I'm barely an hour into my book and ds calls - mind you, we drove nearly two hours to get here and have been here just over an hour now - and says he doesn't much feel like snowboarding anymore. WHAAATT????? Are you Kidding me???? Turns out he can't reach his long-distance girlfriend on the phone and she isn't texting him so he's all depressed and wants to go home. I tried soothing him, cajoling, and then outright lambasting him, but nope! he's got his board off and is heading for the car. Welcome to life with a bipolar teen - they act like 3 year olds sometimes - and the "big depression" is always just around the corner... so I make a last ditch effort to sell his lift ticket at 1/2 price to someone else (Praise God, a good kid came along and bought it from me!) and back to the car we go.

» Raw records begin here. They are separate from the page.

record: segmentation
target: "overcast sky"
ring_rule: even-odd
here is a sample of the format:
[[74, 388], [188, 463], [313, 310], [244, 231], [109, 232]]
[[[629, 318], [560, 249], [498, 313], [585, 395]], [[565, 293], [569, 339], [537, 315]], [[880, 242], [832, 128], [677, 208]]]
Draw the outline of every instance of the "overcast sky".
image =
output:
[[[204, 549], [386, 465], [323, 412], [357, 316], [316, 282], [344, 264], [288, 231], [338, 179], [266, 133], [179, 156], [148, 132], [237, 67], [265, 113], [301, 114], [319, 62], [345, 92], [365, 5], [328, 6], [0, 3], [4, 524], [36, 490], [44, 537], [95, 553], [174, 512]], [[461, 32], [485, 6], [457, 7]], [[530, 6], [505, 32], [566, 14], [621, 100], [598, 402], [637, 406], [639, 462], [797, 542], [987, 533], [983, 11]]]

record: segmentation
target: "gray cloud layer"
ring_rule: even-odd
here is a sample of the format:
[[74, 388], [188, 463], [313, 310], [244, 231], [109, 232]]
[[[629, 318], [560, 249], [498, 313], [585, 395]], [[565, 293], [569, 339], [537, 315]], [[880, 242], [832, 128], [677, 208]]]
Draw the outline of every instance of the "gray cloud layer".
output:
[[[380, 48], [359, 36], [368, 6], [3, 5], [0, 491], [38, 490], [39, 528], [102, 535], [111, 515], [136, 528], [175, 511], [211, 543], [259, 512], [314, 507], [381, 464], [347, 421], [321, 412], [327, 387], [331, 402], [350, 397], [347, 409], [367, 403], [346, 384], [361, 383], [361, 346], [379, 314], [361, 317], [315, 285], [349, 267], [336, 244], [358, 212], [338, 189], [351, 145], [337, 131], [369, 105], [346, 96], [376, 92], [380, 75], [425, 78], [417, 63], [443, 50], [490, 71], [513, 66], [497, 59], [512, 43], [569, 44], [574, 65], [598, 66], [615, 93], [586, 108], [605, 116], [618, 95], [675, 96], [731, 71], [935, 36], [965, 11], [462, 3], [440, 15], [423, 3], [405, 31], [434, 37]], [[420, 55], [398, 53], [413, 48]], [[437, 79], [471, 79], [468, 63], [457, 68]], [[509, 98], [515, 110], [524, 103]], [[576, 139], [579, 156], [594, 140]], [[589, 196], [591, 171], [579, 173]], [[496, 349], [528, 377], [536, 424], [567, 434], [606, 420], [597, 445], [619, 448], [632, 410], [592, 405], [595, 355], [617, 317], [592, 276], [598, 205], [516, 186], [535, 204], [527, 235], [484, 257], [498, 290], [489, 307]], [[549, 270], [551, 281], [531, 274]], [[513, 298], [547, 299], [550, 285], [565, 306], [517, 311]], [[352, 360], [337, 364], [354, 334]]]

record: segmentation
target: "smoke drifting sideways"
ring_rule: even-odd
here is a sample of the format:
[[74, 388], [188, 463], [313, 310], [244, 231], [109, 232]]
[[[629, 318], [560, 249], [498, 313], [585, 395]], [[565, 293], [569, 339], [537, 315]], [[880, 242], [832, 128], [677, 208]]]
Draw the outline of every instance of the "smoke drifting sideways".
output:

So now its the reverse - load up, head out, fogs gotten much worse, its raining, now I'm on the outside of the mountain road, can't see, downshifting, he's sleeping, I'm fuming... you get the picture... nearly two hours back home. He jumps into bed and I'm stuck explaining what happened to Mom who's out visiting from NYC and doesn't really get the whole mental illness thing...
Did I mention that I really over-ate last night and now I had that burrito so I'm super disappointed in myself too? AND by taking him to the mountain I've missed the gym today not that I want to go now, I'm way too tired, but I'm stressing over the extra calories... AND my body is just aching from head to toe. I had some leg pain from running and some regular muscle aches from lifting this week so I took myself off to the massage place last night... I mean, I deserve it, right? But noooo, the gal spent so much time on my lower legs that she never got around to the rest of me and today they hurt a 100 times worse from all the pushing and prodding (yes, i did ask for firm pressure, but that was because I thought there would be relief the next day, not masochistic agony!!) Add to that the tight neck and shoulders precipitated by my mortal fear of driving right off the mountain into the oblivion masked by the fog and I'm really a mess!

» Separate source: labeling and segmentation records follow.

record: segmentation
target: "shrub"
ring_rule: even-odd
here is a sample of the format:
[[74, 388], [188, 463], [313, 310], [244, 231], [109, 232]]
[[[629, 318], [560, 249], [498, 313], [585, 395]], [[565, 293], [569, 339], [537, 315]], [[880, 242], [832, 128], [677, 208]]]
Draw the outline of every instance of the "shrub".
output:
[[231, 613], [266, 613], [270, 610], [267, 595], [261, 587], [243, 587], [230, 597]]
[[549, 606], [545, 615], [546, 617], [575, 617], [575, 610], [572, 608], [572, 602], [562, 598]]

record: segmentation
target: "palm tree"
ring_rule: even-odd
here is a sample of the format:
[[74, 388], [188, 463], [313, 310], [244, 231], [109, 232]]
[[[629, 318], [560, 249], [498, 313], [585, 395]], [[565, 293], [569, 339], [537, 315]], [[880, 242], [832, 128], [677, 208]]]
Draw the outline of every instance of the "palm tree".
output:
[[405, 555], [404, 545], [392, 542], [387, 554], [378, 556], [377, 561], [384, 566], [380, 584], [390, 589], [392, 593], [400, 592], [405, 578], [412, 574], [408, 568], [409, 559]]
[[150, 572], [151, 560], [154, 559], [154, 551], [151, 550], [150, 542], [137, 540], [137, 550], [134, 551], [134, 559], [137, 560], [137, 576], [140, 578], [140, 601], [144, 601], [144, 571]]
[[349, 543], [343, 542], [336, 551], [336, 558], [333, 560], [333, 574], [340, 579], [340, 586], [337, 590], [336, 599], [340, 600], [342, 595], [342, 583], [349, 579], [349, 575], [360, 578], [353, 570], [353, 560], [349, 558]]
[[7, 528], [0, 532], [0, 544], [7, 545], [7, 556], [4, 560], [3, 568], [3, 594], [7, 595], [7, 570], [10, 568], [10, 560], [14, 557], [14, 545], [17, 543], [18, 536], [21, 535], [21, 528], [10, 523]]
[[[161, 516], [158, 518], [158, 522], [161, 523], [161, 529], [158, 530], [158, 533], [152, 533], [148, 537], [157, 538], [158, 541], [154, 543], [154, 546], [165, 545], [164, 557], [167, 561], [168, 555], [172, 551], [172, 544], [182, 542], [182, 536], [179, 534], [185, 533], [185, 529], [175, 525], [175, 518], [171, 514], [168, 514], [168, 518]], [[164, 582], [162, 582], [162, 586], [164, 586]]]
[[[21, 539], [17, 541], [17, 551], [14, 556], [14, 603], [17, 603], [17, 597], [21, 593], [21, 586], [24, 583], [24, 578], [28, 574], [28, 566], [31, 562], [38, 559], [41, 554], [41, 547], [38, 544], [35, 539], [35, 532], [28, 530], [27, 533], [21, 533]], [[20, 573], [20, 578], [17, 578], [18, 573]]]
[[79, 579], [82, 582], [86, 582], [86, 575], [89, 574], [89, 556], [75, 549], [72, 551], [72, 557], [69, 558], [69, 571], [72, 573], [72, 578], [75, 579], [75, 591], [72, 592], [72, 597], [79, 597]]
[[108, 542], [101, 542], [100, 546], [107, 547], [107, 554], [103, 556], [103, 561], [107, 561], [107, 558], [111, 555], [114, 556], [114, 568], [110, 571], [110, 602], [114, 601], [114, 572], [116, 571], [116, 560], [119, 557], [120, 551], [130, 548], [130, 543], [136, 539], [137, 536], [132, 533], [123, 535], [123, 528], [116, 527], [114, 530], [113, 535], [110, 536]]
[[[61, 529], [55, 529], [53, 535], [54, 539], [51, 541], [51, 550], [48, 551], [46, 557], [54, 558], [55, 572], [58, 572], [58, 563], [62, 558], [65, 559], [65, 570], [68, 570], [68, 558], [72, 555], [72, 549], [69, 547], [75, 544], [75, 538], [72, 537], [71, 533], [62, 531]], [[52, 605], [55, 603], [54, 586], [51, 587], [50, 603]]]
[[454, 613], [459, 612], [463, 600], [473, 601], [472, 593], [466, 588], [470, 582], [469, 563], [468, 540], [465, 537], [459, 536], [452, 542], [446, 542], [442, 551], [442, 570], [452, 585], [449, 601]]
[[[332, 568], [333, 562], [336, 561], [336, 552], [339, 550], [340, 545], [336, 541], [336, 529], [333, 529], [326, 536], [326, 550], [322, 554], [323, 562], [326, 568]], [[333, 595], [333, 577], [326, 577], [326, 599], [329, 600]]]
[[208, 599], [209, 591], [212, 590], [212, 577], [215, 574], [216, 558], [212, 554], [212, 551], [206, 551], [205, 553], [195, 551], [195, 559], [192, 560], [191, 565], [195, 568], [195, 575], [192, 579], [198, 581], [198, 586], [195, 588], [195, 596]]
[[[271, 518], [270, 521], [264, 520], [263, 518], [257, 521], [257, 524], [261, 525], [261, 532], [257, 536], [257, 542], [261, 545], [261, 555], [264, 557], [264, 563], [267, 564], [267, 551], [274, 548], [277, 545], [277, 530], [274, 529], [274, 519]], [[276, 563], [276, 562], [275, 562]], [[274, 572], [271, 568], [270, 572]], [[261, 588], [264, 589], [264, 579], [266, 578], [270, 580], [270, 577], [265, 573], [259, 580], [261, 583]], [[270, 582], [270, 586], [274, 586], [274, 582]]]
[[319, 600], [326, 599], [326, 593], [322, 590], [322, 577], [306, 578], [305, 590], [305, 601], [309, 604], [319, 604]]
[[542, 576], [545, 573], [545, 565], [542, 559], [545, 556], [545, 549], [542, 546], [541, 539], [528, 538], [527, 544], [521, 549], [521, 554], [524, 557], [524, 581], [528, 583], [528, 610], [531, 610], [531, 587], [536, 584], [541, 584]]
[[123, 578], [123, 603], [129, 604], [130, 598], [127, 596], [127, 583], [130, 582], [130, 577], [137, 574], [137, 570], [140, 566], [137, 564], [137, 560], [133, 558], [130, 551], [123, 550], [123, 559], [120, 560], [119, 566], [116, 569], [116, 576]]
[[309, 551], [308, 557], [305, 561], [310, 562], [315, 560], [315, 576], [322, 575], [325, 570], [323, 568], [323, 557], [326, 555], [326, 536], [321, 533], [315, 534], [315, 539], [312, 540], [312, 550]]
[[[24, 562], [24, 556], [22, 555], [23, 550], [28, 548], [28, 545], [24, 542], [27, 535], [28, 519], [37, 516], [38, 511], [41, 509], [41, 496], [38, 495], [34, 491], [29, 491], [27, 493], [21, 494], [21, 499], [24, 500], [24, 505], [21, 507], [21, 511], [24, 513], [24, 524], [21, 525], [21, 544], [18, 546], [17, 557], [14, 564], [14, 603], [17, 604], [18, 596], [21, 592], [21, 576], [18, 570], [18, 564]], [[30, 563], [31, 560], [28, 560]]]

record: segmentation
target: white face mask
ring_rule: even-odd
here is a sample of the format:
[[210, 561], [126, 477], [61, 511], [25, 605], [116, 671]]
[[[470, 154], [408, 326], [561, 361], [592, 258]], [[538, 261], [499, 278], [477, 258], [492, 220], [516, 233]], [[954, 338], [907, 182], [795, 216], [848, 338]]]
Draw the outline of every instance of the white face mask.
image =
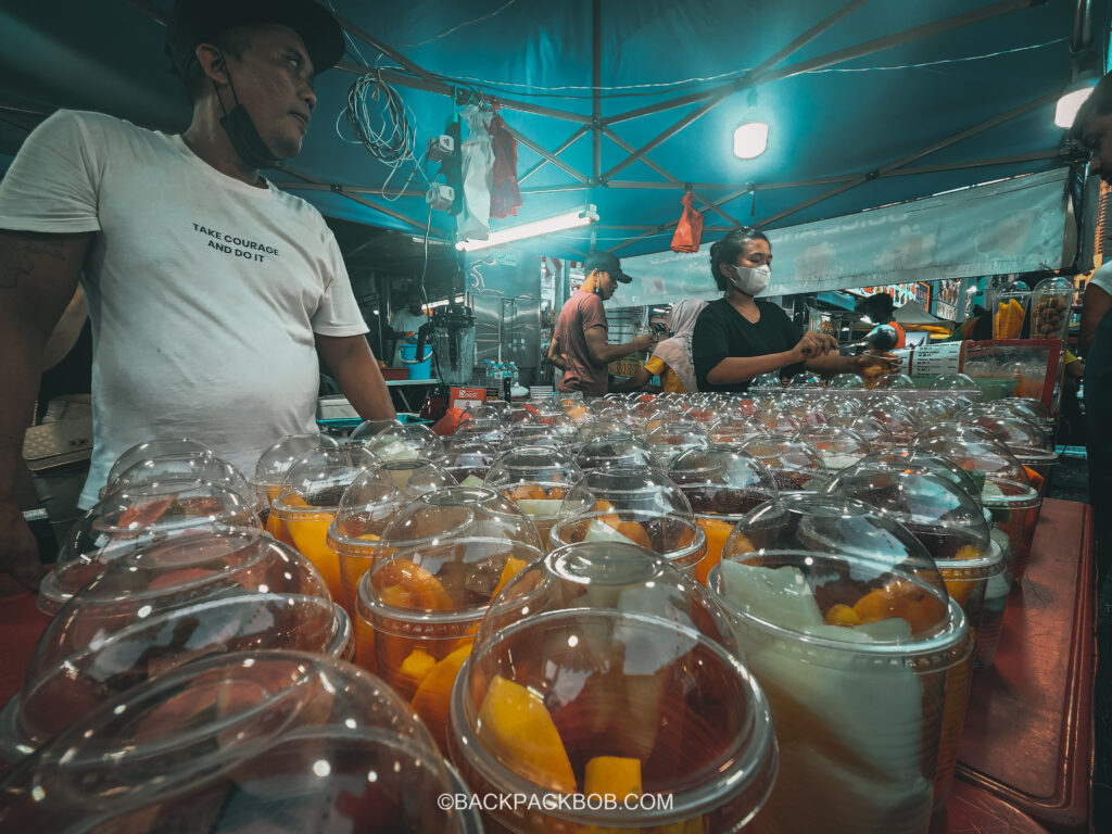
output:
[[772, 267], [767, 264], [759, 267], [737, 267], [734, 266], [733, 284], [737, 289], [747, 296], [756, 296], [768, 289], [768, 281], [772, 280]]

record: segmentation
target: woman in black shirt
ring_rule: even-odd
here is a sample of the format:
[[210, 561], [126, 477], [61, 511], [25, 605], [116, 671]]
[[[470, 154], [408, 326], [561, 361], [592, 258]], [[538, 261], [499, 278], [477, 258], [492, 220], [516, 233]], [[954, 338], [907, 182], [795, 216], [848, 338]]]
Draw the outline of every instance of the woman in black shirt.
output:
[[701, 391], [744, 391], [754, 377], [856, 374], [861, 357], [841, 356], [825, 334], [801, 332], [778, 306], [758, 301], [772, 277], [772, 247], [757, 229], [736, 229], [711, 247], [711, 269], [725, 296], [699, 314], [692, 337]]

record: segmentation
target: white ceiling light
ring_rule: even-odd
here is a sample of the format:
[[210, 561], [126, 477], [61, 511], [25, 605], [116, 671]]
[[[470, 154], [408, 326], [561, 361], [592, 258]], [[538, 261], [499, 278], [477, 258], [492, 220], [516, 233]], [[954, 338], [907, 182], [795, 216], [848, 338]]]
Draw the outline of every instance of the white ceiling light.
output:
[[734, 156], [738, 159], [756, 159], [768, 147], [768, 125], [749, 121], [734, 131]]
[[738, 159], [756, 159], [768, 147], [768, 122], [761, 112], [756, 88], [749, 90], [748, 102], [742, 123], [734, 131], [734, 156]]
[[1063, 130], [1071, 127], [1073, 120], [1078, 117], [1078, 110], [1085, 103], [1085, 99], [1089, 98], [1095, 86], [1096, 78], [1085, 73], [1066, 87], [1065, 92], [1062, 93], [1062, 98], [1058, 100], [1058, 105], [1054, 107], [1054, 125]]
[[522, 224], [520, 226], [510, 226], [507, 229], [497, 229], [492, 231], [490, 237], [486, 240], [460, 240], [456, 244], [456, 248], [460, 251], [470, 252], [476, 249], [486, 249], [490, 246], [509, 244], [514, 240], [535, 238], [554, 231], [576, 229], [580, 226], [588, 226], [589, 224], [597, 221], [598, 212], [595, 210], [594, 206], [588, 206], [586, 209], [569, 211], [566, 215], [558, 215], [556, 217], [549, 217], [547, 220], [534, 220], [533, 222]]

Decide I'd better log that burrito and be accountable, maybe I can live on nonfat yogurt the rest of the day, but Mom wants to talk about dinner.... this is all too depressing! Its cold and raining and I'm tired and want to go to bed but can't ... I am sooo ready for this day to end.
I'm trying to plan a good dinner, one that I can eat with minimal guilt: grilled ahi, green beans, baked yams (no toppings) and salad. I'll log it now so that after dinner I can just go to sleep!
Sunday, January 18, 2009
I'm one week into this and loving the food tracker, fitness tracker and support of others! I just reread my intro and realized how negative it sounds (boo hoo, poor me, so I have aches and pains - SO WHAT!).
I'm thrilled to be losing weight and will try to use more of what's available on SP to keep on helping me!